YSES 2b

Observation data Epoch J2000 Equinox ICRS
- Constellation: Musca
- Right ascension: 11^{h} 27^{m} 55.3^{s}
- Declination: −66° 26′ 04″

Characteristics
- Evolutionary stage: main sequence
- Spectral type: late M

Astrometry
- Proper motion (μ): RA: −25.42+0.25 −0.18 mas/yr Dec.: 3.30+0.28 −0.30 mas/yr
- Parallax (π): 0.41+0.37 −0.28 mas
- Distance: 2,500 pc

Details
- Radius: 0.5 R_{☉}
- Surface gravity (log g): 4.4 cgs
- Temperature: 3065 K
- Other designations: TYC 8984-2245-1 b, 2MASS J11275535-6626046 b

Database references
- SIMBAD: data
- Exoplanet Archive: data

= YSES 2b =

Star in the constelation Musca

YSES 2b is a red dwarf star located in the constellation of Musca.
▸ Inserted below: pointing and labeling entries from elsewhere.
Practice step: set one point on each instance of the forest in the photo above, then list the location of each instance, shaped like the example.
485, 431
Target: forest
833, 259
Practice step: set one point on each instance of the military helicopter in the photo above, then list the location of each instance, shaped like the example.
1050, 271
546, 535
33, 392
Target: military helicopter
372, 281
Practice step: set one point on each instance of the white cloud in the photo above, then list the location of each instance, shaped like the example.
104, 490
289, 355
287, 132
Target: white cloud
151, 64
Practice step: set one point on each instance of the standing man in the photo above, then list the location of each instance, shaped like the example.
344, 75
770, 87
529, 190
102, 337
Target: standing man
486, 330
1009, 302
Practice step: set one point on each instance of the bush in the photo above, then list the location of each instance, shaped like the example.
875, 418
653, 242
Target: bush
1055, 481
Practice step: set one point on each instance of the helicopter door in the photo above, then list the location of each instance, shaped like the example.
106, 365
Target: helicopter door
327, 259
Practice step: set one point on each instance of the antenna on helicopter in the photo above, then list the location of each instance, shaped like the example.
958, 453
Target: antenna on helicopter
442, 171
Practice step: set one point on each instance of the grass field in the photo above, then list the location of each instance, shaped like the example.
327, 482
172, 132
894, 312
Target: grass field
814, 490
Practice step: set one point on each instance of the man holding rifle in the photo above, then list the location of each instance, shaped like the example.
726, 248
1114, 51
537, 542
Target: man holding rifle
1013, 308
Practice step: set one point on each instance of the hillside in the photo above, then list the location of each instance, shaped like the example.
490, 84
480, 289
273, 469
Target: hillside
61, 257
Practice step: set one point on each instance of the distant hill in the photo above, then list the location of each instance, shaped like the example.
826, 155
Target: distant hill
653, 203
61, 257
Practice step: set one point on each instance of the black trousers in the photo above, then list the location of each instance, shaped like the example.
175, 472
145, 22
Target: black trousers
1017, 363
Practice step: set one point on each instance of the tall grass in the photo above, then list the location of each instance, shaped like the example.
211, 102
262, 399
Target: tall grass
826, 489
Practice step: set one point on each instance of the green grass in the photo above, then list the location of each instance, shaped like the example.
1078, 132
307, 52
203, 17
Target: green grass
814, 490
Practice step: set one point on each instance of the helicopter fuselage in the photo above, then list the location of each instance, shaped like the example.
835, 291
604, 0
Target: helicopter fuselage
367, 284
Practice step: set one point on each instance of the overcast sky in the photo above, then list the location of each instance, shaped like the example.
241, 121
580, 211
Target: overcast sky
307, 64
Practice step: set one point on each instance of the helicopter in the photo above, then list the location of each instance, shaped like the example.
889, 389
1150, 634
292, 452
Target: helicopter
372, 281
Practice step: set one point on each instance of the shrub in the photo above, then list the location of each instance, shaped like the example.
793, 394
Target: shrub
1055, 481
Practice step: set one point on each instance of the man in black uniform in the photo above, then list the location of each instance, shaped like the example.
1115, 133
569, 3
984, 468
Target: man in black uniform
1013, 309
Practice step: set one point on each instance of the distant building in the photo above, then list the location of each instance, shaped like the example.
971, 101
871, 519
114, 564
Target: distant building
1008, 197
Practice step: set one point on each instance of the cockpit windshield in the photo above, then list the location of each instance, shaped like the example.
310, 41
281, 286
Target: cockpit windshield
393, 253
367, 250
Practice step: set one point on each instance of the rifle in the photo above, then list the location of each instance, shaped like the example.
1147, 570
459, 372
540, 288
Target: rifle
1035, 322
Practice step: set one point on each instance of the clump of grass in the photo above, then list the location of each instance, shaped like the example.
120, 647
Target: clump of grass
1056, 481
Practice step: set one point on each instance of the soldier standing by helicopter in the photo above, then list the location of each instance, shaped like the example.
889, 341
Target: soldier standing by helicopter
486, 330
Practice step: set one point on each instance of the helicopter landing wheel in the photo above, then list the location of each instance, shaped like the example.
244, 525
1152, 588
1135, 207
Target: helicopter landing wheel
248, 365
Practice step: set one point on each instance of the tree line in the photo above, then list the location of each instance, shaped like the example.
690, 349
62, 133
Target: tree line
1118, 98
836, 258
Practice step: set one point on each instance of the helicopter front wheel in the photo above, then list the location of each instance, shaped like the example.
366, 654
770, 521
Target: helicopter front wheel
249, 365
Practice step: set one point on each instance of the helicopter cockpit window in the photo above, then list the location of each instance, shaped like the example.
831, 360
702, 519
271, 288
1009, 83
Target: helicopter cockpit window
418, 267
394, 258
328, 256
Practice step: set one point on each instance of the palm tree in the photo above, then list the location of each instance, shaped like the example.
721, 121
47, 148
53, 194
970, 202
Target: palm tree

It was discovered through direct imaging by Bohn et al. in 2021. It was initially suspected to be a long-period planet, but in 2025 it was found to be a background star unrelated to YSES 2, a young, Sun-like star which is approximately 360 ly from Earth in Scorpius-Centaurus Association whose age is 14 million years.